As part of a plan to transform the area around the cities of Hong Kong, Macau, and Guangzhou into one giant integrated economic zone, an official Chinese think-tank has reportedly proposed loosening existing border inspections for some internal travelers and providing mainland residents with on-arrival visas.
According to a report from the Southern Metropolis Daily newspaper, the ideas from the China Center for International Economic Exchanges came after March saw Chinese State Council Premier Li Keqiang use a session of the 12th National People’s Congress to recommend the creation of the Guangdong-Hong Kong-Macau Greater Bay Area, which would also include the cities of Shenzhen, Foshan, Dongguan, and Zhuhai.
The Guangdong-Hong Kong-Macau Greater Bay Area, which would moreover consist of the cities of Zhaoqing, Huizhou, Zhongshan, and Jiangmen, is home to in excess of 67.6 million people and recorded a total gross domestic product last year greater than Australia at $1.3 trillion.

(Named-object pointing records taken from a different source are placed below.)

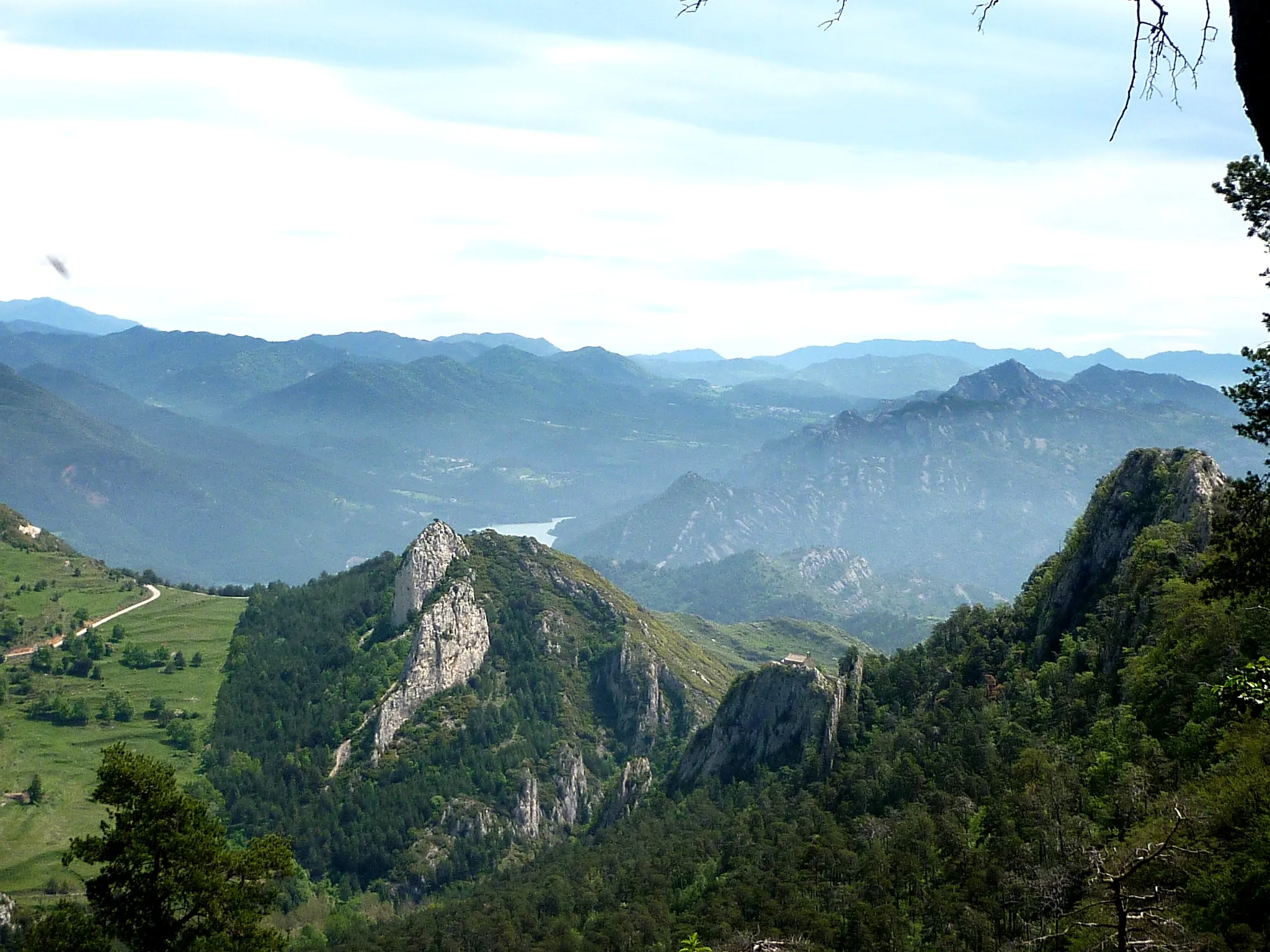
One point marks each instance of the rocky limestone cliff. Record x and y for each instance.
(424, 566)
(572, 804)
(450, 638)
(646, 695)
(527, 814)
(1148, 488)
(773, 718)
(637, 781)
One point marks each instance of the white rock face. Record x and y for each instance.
(527, 815)
(571, 787)
(450, 645)
(636, 782)
(424, 566)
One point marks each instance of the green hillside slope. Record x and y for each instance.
(747, 644)
(889, 611)
(60, 707)
(1034, 776)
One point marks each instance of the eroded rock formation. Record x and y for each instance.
(571, 788)
(450, 638)
(424, 566)
(636, 782)
(773, 718)
(450, 644)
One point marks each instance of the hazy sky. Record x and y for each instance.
(609, 173)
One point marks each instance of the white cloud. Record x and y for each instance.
(280, 197)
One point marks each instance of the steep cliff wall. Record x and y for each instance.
(424, 566)
(773, 718)
(1150, 487)
(450, 645)
(451, 637)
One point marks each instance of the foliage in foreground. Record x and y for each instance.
(998, 787)
(169, 880)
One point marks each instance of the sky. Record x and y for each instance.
(613, 173)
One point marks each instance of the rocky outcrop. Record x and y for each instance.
(451, 637)
(637, 781)
(424, 566)
(451, 640)
(975, 485)
(1148, 488)
(572, 803)
(776, 716)
(646, 695)
(527, 814)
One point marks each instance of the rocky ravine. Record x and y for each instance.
(773, 718)
(451, 637)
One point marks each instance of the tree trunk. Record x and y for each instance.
(1250, 32)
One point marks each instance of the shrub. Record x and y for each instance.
(180, 734)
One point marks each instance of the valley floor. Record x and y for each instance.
(66, 757)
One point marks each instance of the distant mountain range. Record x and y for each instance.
(975, 484)
(861, 369)
(299, 456)
(830, 586)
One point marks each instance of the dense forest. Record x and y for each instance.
(309, 666)
(1062, 772)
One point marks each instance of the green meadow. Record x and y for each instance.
(42, 592)
(66, 757)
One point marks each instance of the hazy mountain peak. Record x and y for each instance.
(59, 314)
(1009, 382)
(603, 364)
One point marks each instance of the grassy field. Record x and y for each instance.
(750, 644)
(66, 757)
(41, 592)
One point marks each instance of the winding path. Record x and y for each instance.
(56, 643)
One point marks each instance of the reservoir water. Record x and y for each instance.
(541, 531)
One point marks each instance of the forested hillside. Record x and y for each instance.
(889, 611)
(579, 701)
(1059, 772)
(974, 485)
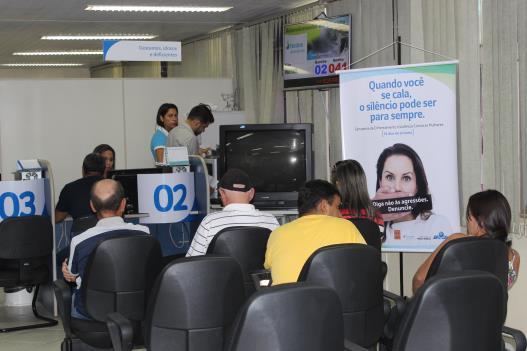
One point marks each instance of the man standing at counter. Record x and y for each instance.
(185, 134)
(74, 199)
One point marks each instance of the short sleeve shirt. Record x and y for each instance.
(158, 141)
(75, 197)
(183, 135)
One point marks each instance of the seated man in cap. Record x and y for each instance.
(318, 226)
(236, 192)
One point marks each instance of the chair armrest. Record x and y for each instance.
(259, 276)
(121, 331)
(517, 335)
(63, 296)
(351, 346)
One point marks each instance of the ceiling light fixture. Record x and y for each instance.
(99, 37)
(149, 8)
(58, 53)
(42, 64)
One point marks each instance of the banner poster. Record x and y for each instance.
(399, 122)
(315, 50)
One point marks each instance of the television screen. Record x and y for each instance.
(277, 158)
(315, 50)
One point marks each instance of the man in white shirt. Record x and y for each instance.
(185, 134)
(108, 202)
(236, 191)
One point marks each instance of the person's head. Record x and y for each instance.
(318, 197)
(108, 153)
(167, 116)
(107, 198)
(93, 164)
(488, 213)
(199, 118)
(235, 187)
(350, 180)
(400, 169)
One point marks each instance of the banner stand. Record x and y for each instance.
(399, 45)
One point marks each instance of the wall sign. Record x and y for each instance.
(166, 197)
(129, 50)
(22, 198)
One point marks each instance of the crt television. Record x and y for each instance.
(277, 157)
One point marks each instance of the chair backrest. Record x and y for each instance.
(289, 317)
(472, 253)
(354, 271)
(119, 275)
(193, 301)
(82, 224)
(457, 311)
(247, 245)
(26, 237)
(370, 231)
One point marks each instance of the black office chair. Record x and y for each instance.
(477, 253)
(456, 311)
(289, 317)
(247, 245)
(354, 271)
(119, 275)
(193, 301)
(370, 231)
(25, 259)
(472, 253)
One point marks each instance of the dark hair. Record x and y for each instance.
(492, 212)
(419, 170)
(93, 163)
(112, 202)
(350, 180)
(162, 111)
(202, 113)
(99, 149)
(314, 191)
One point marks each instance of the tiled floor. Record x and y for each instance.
(42, 339)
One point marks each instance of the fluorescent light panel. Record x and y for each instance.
(42, 64)
(58, 53)
(99, 37)
(133, 8)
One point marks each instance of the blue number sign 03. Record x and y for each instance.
(22, 205)
(171, 193)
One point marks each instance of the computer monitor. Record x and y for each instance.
(277, 157)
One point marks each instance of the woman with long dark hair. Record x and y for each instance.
(349, 178)
(401, 174)
(488, 215)
(166, 120)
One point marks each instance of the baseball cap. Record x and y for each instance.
(236, 180)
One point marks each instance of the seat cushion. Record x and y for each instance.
(96, 333)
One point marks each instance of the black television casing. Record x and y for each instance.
(274, 199)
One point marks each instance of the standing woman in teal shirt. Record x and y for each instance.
(166, 120)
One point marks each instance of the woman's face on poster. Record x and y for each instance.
(398, 175)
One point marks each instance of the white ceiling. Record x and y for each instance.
(24, 22)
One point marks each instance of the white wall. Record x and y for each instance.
(63, 120)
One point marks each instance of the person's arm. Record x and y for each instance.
(60, 216)
(422, 271)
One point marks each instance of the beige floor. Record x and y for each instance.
(43, 339)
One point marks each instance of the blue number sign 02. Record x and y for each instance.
(22, 204)
(171, 193)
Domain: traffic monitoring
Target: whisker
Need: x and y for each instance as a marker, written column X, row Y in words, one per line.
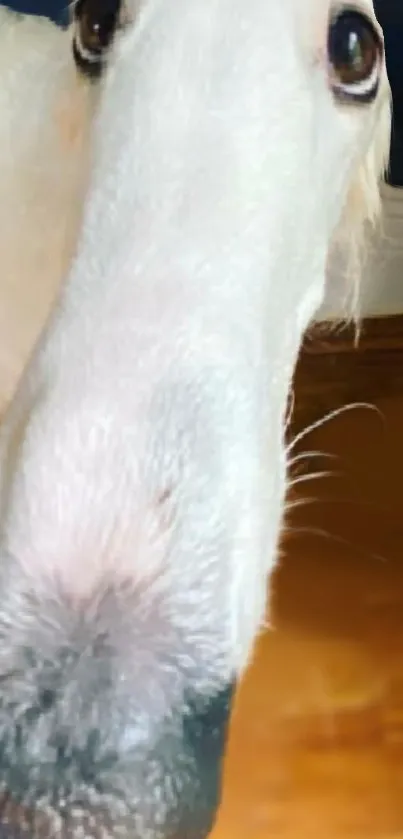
column 330, row 416
column 312, row 454
column 317, row 531
column 312, row 476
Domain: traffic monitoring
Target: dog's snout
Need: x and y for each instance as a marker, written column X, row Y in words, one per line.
column 85, row 755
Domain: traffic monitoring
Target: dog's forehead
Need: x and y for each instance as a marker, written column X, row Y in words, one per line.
column 58, row 11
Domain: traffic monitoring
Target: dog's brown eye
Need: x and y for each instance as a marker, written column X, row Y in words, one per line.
column 96, row 22
column 355, row 55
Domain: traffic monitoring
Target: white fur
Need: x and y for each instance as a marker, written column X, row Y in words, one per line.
column 146, row 439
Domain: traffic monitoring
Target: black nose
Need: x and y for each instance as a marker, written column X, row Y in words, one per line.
column 167, row 788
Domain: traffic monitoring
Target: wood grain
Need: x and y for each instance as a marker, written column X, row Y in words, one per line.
column 335, row 369
column 316, row 748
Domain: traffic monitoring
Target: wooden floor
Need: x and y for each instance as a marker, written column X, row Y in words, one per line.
column 316, row 747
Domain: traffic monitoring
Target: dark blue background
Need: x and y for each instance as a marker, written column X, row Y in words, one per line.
column 390, row 14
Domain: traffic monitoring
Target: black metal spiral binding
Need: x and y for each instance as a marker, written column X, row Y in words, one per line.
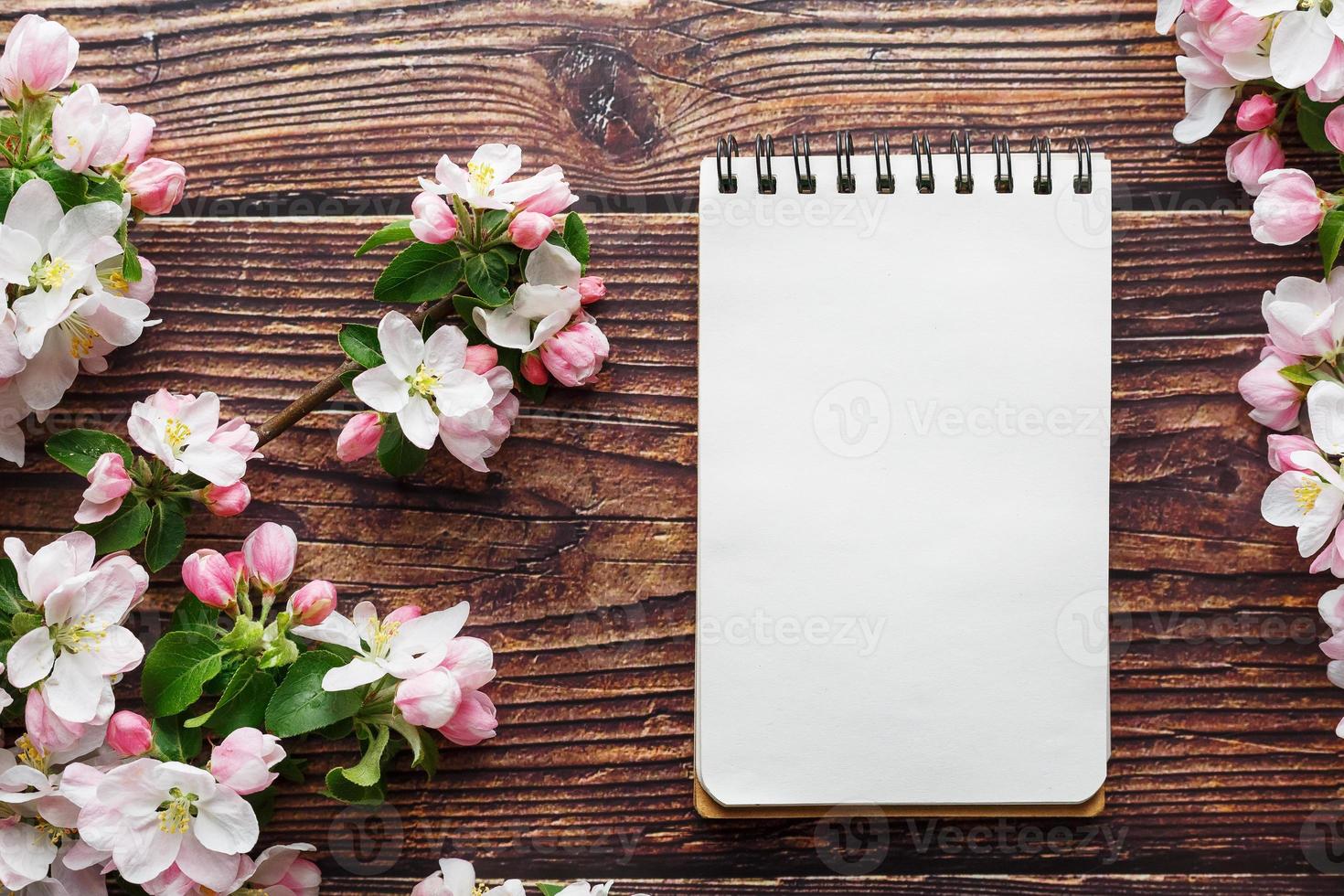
column 923, row 163
column 886, row 182
column 765, row 148
column 920, row 146
column 961, row 149
column 1003, row 163
column 844, row 162
column 806, row 182
column 1043, row 185
column 726, row 152
column 1083, row 182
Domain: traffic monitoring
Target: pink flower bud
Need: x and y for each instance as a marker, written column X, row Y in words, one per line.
column 431, row 699
column 1335, row 128
column 359, row 437
column 1257, row 113
column 271, row 555
column 434, row 220
column 211, row 578
column 137, row 144
column 481, row 359
column 1281, row 449
column 405, row 614
column 108, row 485
column 1287, row 208
column 1250, row 157
column 551, row 200
column 575, row 354
column 229, row 500
column 312, row 603
column 37, row 55
column 156, row 186
column 243, row 761
column 592, row 289
column 532, row 369
column 529, row 229
column 129, row 733
column 474, row 721
column 1275, row 400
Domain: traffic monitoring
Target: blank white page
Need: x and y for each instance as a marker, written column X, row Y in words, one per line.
column 903, row 480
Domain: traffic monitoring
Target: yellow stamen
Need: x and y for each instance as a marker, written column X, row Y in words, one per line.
column 1307, row 495
column 176, row 432
column 54, row 272
column 176, row 812
column 481, row 175
column 423, row 382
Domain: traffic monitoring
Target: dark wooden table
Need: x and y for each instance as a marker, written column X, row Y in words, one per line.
column 304, row 123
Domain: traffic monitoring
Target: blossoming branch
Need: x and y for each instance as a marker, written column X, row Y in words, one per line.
column 74, row 176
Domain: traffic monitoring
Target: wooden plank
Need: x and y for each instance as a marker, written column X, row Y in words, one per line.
column 577, row 554
column 334, row 106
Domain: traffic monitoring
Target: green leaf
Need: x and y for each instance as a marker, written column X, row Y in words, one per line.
column 421, row 272
column 369, row 769
column 486, row 275
column 1298, row 375
column 122, row 531
column 70, row 188
column 395, row 232
column 397, row 453
column 175, row 741
column 1310, row 123
column 345, row 790
column 242, row 704
column 194, row 615
column 176, row 670
column 300, row 704
column 423, row 750
column 1332, row 237
column 11, row 598
column 78, row 450
column 359, row 341
column 575, row 238
column 11, row 179
column 25, row 623
column 165, row 538
column 131, row 269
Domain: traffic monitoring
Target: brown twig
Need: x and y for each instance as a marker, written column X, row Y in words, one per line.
column 328, row 386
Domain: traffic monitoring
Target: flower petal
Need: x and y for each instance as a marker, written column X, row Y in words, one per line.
column 382, row 389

The think-tank reportedly explained that development in the Guangdong Province region could be further increased if existing restrictions on mainland residents wishing to travel to Macau and Hong Kong were relaxed with local authorities around the Pearl River Delta permitted to issue their own travel visas.
The newspaper reported that the ideas, which were presented to senior Guangdong Province government officials including governor Ma Xingrui earlier this month, additionally include extending the validity for one-off visas to Macau and Hong Kong and doing away with outbound border inspections across the region.
Wang Fuqiang from the China Center for International Economic Exchanges told the newspaper that a draft plan based on the think-tank’s ideas and prepared by Guangdong Province government officials had already been sent to authorities in Hong Kong and Macau for consultation with a finished proposal due to be submitted to the central government in Beijing by September.
The newspaper reported that the Macao Government Tourism Office recently declared that it expects the total number of tourists traveling to the former Portuguese enclave this year to increase by around 5% and that instituting visa and border regulation changes could potentially boost visitation to the city even higher.
As further evidence, last month saw Macau’s Statistics and Census Service report that first-quarter visitation to the city has risen by 5.6% year-on-year to 7.87 million with travelers from mainland China constituting 67.5% of the total at nearly 5.32 million, which was a swell of some 7.6%.